Ms. JENNIFER SHAY(ph) (Hunger Lifeline Coordinator, Capital Area Food Bank): My name is Jennifer Shay. I am the hunger lifeline coordinator at the Capital Area Food Bank. People who are in need of food, food assistance, either one time or kind of an ongoing situation, call this number. And we find a food pantry in the area, one of our member agencies that can serve them. And so this week, I'm expecting it to be probably the busiest that I've had all year. Thanksgiving is much busier even than Christmastime here at the food bank.
(Soundbite of telephone operators)
Ms. SHAY: Hello, this is Jenny. Yes. Yes, I can. Do you need food? OK, can you hold for just one moment? Thank you. Oh, I don't know which line she is. Hello, this is Jenny. Hi, good. How are you? Oh, well, the food bank, we don't actually give out food to individuals, but what I can do is give you a referral to another food pantry that can serve you. You don't even need to come in. I can do it over the phone, but can I have you hold for just one moment? Thank you. Hi, are you still there? Oh, I'm sorry to hear that. So you weren't able to pick up the gift card during that time? OK. Well, you've actually - this is definitely the right number, and we will be able to help you. Can you just give me your phone number and I'll call you back when we have a little more information? All right. You're welcome. Thanks, you too. Bye-bye.

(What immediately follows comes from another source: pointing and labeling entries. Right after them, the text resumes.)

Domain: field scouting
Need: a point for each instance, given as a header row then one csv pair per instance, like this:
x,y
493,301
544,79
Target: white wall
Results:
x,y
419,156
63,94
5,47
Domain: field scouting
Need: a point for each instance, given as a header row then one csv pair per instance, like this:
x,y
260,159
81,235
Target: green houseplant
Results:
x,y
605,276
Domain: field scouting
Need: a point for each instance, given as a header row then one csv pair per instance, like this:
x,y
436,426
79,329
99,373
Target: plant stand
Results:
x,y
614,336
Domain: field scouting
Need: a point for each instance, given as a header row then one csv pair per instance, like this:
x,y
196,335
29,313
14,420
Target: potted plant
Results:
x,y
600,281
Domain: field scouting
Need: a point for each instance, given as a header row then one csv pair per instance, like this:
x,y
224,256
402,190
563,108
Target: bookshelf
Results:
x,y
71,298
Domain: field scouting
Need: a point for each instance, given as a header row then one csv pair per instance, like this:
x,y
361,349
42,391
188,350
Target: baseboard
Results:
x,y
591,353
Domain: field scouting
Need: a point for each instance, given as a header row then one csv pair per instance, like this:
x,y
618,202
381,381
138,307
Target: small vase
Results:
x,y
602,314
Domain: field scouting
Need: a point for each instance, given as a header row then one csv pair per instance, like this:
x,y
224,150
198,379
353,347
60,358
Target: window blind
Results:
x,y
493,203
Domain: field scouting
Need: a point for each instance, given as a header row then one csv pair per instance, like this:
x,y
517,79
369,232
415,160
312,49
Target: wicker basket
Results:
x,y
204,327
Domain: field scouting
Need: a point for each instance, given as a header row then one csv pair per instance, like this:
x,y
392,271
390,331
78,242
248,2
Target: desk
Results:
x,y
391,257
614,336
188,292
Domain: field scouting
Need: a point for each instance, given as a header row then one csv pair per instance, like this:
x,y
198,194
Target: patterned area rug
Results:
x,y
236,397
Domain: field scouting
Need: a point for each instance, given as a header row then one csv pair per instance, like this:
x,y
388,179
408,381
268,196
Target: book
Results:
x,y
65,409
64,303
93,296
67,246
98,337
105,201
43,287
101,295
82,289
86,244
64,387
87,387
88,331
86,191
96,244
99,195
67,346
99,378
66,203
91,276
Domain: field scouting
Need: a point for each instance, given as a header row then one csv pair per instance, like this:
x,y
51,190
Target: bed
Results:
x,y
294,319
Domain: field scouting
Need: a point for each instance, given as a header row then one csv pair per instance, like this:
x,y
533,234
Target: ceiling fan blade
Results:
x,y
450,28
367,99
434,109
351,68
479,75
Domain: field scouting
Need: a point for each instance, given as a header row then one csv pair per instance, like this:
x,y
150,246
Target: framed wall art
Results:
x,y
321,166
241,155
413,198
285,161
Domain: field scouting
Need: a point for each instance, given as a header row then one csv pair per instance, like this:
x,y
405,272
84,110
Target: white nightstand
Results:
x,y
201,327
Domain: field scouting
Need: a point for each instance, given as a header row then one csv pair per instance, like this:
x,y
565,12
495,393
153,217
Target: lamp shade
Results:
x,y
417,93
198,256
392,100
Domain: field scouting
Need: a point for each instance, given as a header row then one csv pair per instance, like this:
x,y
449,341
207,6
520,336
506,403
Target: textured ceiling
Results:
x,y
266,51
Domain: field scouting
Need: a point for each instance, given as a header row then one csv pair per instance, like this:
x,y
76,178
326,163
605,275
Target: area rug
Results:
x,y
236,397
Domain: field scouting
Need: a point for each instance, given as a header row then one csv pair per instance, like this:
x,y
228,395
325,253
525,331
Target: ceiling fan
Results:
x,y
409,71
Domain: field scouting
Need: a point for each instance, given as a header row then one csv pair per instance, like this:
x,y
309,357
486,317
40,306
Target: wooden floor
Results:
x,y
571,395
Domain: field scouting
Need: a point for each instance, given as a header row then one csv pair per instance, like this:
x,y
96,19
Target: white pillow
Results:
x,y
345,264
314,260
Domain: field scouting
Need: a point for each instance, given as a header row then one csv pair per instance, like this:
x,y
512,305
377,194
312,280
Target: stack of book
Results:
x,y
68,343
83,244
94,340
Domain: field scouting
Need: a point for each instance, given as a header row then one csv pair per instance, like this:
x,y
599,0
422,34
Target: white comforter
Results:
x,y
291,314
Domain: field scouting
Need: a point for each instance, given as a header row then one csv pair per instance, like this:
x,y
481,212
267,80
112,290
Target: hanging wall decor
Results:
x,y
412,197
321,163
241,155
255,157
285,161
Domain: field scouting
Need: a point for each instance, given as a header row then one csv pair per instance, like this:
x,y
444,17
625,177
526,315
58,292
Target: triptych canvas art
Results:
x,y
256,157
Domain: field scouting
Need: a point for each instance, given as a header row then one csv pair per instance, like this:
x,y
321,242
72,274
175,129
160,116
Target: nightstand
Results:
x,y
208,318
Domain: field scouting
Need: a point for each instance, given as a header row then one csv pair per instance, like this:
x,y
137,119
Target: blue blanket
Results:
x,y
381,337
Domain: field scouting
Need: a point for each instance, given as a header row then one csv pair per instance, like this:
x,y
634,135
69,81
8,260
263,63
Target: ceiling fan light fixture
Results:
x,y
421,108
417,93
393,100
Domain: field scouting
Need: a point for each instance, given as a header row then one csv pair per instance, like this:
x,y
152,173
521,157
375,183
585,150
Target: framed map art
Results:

Ms. SHAY: People are very grateful and they're very gracious about it, and that makes the whole job a whole lot easier, you know.
Ms. MARIAN PEEL(ph) (Director, Agency Relations, Capital Area Food Bank): My name is Marian Peel. I'm the director of agency relations at Capital Area Food Bank. Since July, the hunger lifeline has just seen an increase in calls that's just, you know, unbelievable. From last year at this time our calls are up 240 percent, and they're different calls. You know, I got a call from a woman that is working in the federal government. And she said, I finally called your number because I don't have any food in my house. And she said other than what she received at work, food that was shared from her co-worker, she had not eaten for the last two days.
We received an email. He and his wife were both lawyers. They were laid off from their jobs, and in his email it said, I have two children. My pride is gone. Please help me. And he actually said he had given money to the food bank. You know, we're now serving people who used to support us, and that's very, very scary.
SIMON: Workers at the Capital Area Food Bank in Washington, D.C.